Вечером, когда они сидели в «Руаяль Шампань» за кофе и коньяком, Максине всегда хотелось, чтобы Чарльз прикоснулся к ней, но он никогда этого не делал.
Как-то во время очередной пятничной встречи, за ужином, у них вдруг скомкался разговор, и оба почувствовали, что между ними возник барьер смущения и замешательства. Максина ощутила, внезапно и совершенно ясно, что для нее Чарльз не просто клиент. С этого момента она стала очень внимательно следить за собой: не скребет ли она карандашом в голове — эту ее привычку дружно осуждала вся ее семья, — не слишком ли шумно ест и пьет.
К концу следующей недели Максина испытывала уже такое возбуждение, что ей было трудно находиться рядом с Чарльзом. В этот вечер она показывала ему несколько старых и попорченных картин, на которых маслом были написаны лошади. Она собрала эти холсты по всему дому и выставила их в коридоре. Картины оказались весьма похожи на серию аналогичных работ, которую Джек Реффолд как раз начал продавать в Америке. Они уже опаздывали к тому времени, на которое был заказан столик в ресторане, но ей хотелось показать эти картины Чарльзу и посоветоваться, не стоит ли послать одну-две Джеку для оценки.
— А почему бы нам не вернуться сюда после ужина? — предложил Чарльз. — Тогда и выберем, какие послать в Лондон.
— Я слишком устану и к тому же очень поздно вернусь в Париж. Как бы мне вообще не заснуть за рулем на обратной дороге.

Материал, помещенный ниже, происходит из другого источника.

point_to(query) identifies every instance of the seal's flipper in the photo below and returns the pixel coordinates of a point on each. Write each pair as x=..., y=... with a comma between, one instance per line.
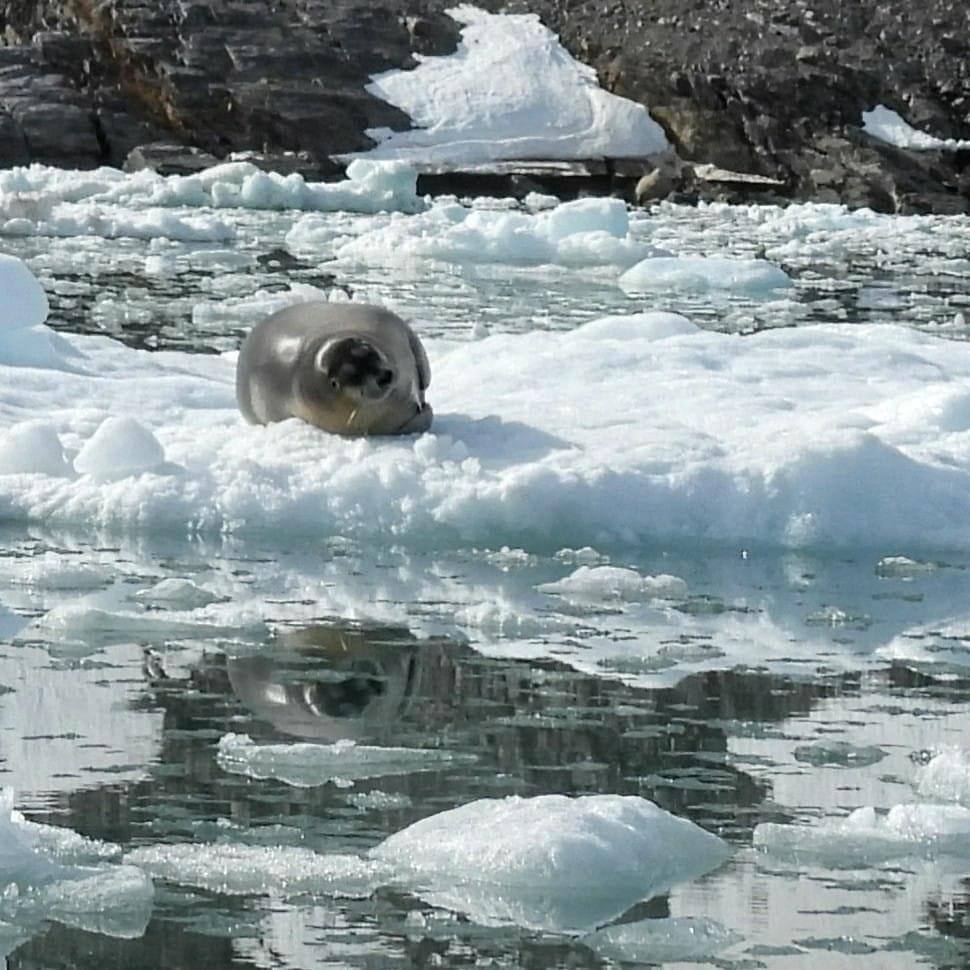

— Я тебя отвезу, — вызвался Чарльз.
— Слишком далеко, ты тогда вернешься в Эперне только на рассвете. — Про себя она, однако, подумала, что он может и совсем не вернуться: единственное, что не нравилось Максине в Чарльзе, была его манера лихачески водить машину.
После ужина, когда им уже принесли кофе, Чарльз вдруг наклонился к Максине через стол и медленно-медленно провел рукой по ее густым, золотистым, цвета спелой кукурузы, волосам. Максина ощутила вдруг удушье, как будто оказалась на большой высоте в горах. Она почувствовала, как возбуждение сильными волнами прокатилось по коже головы, по груди, в паху. Чарльз задержал в руке прядь ее волос, потом тихо отпустил, волосы медленно качнулись на место, и с губ Максины сорвался еле слышный стон. Чарльз услышал его.
— Ты слишком устаешь от этих поздних поездок, — сказал он. — Почему бы тебе просто не переехать ко мне?
— Потому что моих родителей хватит от этого удар!
— Не хватит, если мы поженимся, — сказал Чарльз. Не сводя глаз с ее лица, он поднес к своему рту запястье ее левой руки и очень мягко и нежно поцеловал проступавшие там бледно-голубые жилки.